# Suspension/Alignment Questions



## Blasirl (Mar 31, 2015)

I would find the patch of road that this is really evident when driven upon and have your alignment guy drive it. I also know that sometimes after driving on a "wrong " setup, the crown in the road seems more noticable, hence the cockeyed feeling at the wheel.


----------



## codefreak13 (Aug 24, 2013)

It's present no matter what the road is, just more so at higher speeds. Shouldn't be hard to duplicate for a tech, I'm just having trouble wrapping my head around the physics of how/if it could be anything other than the alignment.


----------



## Blasirl (Mar 31, 2015)

codefreak13 said:


> It's present no matter what the road is, just more so at higher speeds. Shouldn't be hard to duplicate for a tech, I'm just having trouble wrapping my head around the physics of how/if it could be anything other than the alignment.


1. They may have forgotten to tighten something
2. you may have hit something 
3. they did not correctly align it in the first place or 
4. they had no clue
5. you tell us when you go back.


----------



## snowwy66 (Nov 5, 2017)

The alignment wasn't done properly. 

They're supposed to center the steering wheel and lock it down. They're also supposed to lock the brake pedal down. THEN, adjust your toe. THIS, of course, is all done on sliding plates that rotate with the tires. 

I'd find another shop that's more professional. And will also provide you with a printout of the alignment. 

Also, if your state or any shops have a brake check machine. Get your car tested BEFORE realignment. Not only will the machine test your brakes. It will also test your alignment. Hopefully your state does safety inspections and allows shops to use the brake machine VS. pulling the wheels. 

Course. If you live in the sticks. Finding one might be a problem.

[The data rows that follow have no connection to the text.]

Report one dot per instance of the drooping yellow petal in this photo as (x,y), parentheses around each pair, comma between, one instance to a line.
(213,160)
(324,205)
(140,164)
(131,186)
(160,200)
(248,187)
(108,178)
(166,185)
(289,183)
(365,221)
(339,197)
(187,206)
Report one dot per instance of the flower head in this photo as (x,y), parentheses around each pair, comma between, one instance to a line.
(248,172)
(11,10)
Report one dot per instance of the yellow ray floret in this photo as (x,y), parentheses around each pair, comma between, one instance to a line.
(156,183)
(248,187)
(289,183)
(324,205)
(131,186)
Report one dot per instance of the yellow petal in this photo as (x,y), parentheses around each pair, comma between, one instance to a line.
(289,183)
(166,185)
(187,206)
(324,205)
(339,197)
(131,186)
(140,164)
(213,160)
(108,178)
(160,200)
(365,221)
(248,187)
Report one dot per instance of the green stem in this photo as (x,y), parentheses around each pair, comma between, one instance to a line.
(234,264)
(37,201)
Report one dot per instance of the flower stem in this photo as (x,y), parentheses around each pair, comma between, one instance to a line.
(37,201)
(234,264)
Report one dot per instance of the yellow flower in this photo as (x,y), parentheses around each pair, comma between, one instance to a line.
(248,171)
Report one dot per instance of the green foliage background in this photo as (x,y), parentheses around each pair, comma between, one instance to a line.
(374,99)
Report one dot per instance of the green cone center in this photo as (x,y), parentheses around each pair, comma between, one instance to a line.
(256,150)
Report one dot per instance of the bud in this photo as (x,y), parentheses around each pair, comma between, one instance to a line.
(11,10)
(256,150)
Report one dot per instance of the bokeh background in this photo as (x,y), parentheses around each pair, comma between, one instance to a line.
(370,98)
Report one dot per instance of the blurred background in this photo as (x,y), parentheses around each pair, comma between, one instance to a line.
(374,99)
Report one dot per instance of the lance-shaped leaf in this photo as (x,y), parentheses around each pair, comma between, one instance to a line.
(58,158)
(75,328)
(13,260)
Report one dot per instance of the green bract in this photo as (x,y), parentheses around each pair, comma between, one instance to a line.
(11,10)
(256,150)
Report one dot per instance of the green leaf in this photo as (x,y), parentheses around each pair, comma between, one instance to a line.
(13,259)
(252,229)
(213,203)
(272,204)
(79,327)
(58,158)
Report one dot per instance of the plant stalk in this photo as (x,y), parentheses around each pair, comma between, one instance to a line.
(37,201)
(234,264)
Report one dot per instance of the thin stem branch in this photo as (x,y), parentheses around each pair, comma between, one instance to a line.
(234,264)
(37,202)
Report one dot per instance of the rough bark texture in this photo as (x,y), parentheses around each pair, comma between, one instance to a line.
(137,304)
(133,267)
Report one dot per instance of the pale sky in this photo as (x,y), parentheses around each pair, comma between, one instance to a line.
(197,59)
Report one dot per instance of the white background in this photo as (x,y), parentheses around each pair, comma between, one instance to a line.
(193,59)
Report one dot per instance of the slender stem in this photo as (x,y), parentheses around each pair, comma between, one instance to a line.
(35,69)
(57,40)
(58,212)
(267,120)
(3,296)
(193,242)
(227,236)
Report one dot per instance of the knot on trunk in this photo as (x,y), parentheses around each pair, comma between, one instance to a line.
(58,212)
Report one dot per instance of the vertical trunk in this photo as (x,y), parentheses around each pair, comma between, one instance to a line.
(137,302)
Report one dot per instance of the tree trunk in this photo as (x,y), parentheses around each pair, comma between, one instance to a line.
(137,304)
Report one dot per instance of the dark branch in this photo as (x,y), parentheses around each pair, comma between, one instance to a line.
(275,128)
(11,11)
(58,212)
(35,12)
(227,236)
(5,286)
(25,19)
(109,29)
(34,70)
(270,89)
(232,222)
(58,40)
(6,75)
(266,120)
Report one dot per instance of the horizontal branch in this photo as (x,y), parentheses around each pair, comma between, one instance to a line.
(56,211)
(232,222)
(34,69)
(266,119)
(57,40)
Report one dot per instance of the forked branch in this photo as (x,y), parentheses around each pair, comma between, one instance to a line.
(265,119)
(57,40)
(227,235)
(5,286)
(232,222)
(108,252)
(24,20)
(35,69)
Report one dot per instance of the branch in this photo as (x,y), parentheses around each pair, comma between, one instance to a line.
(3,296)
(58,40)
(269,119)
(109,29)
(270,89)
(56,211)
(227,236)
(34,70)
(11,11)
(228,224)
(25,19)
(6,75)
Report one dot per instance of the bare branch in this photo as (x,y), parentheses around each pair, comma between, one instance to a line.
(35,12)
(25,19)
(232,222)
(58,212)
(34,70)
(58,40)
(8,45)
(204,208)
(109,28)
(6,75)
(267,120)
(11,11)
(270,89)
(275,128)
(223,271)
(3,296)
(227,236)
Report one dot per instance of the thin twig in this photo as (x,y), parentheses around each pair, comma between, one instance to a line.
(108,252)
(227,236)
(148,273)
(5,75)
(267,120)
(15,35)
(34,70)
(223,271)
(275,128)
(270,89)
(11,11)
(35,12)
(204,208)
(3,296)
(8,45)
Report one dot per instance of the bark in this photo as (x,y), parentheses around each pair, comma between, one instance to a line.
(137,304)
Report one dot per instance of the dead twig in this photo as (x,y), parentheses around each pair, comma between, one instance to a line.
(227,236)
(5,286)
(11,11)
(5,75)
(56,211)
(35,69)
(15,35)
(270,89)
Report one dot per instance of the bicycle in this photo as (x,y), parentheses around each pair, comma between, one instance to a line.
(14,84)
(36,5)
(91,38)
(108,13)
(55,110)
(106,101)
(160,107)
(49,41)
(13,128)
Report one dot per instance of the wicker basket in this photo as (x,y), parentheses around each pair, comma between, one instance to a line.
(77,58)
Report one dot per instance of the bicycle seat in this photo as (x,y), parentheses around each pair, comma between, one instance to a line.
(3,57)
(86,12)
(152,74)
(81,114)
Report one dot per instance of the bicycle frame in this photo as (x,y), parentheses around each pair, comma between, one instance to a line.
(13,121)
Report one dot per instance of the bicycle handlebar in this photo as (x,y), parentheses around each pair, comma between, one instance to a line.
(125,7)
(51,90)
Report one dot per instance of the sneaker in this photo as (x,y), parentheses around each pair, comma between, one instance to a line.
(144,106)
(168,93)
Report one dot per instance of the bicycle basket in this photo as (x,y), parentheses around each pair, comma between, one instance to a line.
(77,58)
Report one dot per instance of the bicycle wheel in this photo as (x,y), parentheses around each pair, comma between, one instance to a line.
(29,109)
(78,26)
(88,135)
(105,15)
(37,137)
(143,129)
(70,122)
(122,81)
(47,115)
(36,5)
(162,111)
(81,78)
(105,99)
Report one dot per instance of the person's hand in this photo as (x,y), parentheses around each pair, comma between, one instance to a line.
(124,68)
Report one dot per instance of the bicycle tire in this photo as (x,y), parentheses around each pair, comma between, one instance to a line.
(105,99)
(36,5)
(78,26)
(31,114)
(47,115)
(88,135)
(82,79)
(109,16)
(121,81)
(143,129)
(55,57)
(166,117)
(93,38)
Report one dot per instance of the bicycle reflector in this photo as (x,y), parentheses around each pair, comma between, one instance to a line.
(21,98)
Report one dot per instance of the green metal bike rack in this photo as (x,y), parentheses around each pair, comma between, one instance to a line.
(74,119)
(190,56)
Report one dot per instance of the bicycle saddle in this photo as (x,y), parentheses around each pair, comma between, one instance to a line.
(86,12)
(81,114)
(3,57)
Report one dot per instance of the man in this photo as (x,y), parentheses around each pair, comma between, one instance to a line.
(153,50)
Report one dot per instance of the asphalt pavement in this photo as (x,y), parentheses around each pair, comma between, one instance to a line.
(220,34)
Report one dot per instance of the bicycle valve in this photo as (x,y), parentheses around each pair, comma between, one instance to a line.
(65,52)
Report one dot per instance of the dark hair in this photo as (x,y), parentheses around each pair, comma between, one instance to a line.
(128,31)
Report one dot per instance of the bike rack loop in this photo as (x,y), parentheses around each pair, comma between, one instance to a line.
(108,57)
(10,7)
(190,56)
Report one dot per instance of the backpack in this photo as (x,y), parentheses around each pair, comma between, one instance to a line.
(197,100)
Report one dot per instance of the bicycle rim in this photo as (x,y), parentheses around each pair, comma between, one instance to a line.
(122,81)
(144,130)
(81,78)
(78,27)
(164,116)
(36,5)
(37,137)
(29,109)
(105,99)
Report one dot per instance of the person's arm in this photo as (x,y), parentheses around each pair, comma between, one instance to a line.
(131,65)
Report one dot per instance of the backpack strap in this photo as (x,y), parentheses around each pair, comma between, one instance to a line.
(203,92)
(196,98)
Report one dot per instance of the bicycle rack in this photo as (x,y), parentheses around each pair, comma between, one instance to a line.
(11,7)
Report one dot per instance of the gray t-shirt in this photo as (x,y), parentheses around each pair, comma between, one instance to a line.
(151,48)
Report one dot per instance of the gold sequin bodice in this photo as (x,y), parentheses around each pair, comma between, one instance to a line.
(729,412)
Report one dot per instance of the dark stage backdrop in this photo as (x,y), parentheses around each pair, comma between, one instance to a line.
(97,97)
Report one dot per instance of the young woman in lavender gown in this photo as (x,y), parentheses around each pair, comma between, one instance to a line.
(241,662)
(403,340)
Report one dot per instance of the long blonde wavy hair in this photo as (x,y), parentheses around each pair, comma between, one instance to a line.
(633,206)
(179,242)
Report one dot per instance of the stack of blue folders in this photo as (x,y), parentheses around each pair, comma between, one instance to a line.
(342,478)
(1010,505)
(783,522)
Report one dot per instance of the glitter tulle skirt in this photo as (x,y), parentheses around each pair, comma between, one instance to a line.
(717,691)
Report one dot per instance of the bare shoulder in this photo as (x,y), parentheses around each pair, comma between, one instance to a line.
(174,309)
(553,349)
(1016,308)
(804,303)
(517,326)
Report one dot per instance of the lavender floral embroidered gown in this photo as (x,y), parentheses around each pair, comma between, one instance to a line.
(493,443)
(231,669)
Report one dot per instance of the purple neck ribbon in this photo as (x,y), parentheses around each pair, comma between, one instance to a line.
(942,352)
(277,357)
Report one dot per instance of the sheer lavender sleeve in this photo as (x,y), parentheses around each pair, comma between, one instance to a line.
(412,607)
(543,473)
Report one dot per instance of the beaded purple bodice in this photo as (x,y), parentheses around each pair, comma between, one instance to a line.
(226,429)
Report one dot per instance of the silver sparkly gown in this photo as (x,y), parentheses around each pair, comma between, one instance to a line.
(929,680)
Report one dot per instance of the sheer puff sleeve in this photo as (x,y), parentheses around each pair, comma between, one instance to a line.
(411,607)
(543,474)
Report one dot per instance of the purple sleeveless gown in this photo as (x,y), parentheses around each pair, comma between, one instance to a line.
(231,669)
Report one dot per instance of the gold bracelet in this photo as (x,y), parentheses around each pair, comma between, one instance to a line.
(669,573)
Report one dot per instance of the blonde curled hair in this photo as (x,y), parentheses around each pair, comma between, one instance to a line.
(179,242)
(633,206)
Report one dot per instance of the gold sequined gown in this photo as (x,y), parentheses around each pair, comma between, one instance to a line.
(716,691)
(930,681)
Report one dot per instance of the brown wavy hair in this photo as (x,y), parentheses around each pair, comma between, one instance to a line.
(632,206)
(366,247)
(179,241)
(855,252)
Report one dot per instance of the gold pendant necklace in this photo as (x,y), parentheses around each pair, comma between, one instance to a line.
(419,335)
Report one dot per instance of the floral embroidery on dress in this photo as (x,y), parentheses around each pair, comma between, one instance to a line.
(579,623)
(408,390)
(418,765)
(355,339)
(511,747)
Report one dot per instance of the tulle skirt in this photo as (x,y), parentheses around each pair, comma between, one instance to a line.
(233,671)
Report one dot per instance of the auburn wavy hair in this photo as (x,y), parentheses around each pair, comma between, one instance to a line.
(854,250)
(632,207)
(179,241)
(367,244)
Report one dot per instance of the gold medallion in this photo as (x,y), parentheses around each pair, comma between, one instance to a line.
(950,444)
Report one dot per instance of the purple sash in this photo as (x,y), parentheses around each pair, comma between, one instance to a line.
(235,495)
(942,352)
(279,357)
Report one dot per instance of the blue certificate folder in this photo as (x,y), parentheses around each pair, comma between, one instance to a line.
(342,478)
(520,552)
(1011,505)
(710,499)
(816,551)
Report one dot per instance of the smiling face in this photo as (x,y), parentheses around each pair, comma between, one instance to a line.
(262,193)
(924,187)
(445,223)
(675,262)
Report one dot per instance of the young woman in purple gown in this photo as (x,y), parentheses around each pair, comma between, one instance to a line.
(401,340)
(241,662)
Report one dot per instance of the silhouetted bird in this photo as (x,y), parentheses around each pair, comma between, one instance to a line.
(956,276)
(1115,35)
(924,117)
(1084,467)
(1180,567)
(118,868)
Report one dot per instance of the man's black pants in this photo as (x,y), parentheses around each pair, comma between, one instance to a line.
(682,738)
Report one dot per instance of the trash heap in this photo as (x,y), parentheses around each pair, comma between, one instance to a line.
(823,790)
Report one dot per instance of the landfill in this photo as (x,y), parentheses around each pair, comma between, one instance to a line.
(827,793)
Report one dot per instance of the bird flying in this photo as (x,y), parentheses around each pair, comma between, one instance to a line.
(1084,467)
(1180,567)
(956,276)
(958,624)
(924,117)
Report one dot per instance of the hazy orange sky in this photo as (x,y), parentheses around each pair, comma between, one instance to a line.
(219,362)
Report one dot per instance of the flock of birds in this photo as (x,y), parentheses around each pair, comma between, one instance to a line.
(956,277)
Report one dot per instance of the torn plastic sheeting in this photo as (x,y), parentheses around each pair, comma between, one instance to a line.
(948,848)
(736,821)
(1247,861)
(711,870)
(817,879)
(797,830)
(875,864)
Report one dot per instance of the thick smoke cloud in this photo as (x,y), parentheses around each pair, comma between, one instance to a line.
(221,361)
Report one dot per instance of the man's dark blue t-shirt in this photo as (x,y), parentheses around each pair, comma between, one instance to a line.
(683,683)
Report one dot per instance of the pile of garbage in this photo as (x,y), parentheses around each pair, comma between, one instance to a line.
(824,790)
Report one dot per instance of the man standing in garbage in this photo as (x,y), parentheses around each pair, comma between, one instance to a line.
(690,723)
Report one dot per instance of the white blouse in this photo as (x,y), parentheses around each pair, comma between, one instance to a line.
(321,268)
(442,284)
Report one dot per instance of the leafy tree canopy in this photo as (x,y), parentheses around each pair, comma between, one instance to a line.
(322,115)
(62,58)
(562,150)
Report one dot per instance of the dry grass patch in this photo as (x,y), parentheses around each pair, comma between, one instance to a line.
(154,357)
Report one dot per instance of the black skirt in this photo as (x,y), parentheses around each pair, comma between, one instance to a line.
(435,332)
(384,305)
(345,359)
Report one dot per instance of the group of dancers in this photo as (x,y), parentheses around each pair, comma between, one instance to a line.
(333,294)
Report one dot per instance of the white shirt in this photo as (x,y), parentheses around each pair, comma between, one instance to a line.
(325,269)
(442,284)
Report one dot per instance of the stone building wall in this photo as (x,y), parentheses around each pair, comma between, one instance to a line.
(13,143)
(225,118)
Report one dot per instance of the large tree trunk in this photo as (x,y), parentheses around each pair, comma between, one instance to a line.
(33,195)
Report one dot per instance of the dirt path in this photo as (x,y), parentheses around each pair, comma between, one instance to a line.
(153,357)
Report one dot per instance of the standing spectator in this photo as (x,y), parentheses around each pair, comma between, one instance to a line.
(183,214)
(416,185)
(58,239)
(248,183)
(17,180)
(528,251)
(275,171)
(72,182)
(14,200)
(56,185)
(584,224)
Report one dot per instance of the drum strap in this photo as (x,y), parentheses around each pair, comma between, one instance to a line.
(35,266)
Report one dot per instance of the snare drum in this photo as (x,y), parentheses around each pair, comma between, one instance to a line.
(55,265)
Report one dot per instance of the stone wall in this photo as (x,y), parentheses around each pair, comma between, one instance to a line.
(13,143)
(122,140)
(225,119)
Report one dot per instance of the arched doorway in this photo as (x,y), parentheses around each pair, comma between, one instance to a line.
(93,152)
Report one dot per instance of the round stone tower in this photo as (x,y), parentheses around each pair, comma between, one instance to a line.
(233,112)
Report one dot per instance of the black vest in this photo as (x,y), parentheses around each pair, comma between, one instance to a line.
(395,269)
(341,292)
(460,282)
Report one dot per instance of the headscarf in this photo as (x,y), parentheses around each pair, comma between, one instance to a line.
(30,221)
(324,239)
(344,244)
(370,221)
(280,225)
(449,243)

The vibration at highway speeds was probably your tires out of balance. You can't expect them to wear down completely and not go out of balance. Balance should be done when tires are rotated. Preventive maint.


----------



## Taxman (Aug 10, 2017)

I like to go to the dealer (preferably with a '$85 four wheel alignment' coupon) for this. 

I think the dealers all give you a before and after printout like this. 

Does the car pull to the left when you let go of the wheel, or does it veer left when you hold the wheel centered?

Unfortunately, the time my dad asked to borrow my steering wheel puller so that he could center his steering wheel after an alignment (the answer was NO), he'd taken it to the local Chevy dealer. But that was nearly 30 years ago, I can't imagine it happening at the dealer now.


----------



## codefreak13 (Aug 24, 2013)

Thanks everyone. They didn't have a printer hooked up but did take a pic of the readout and all numbers were in spec. 

It pulls to the left when I let go of the wheel, and also veers to the left when I hold the wheel centered. I have to keep the wheel at a 10 deg clockwise angle at highway speeds to drive straight.

As a few have said, just going to have them redo the alignment first as I have a 3-year warranty on it, and will report back. Best I can tell, the knucklehead might have done the alignment before the brake job and subsequently f'd something up, or their machine is off.


----------



## lonewolf04 (May 6, 2016)

Just because the specs are all in does not mean it was setup correctly and will not pull. Attach the printout and lets see what she says.


----------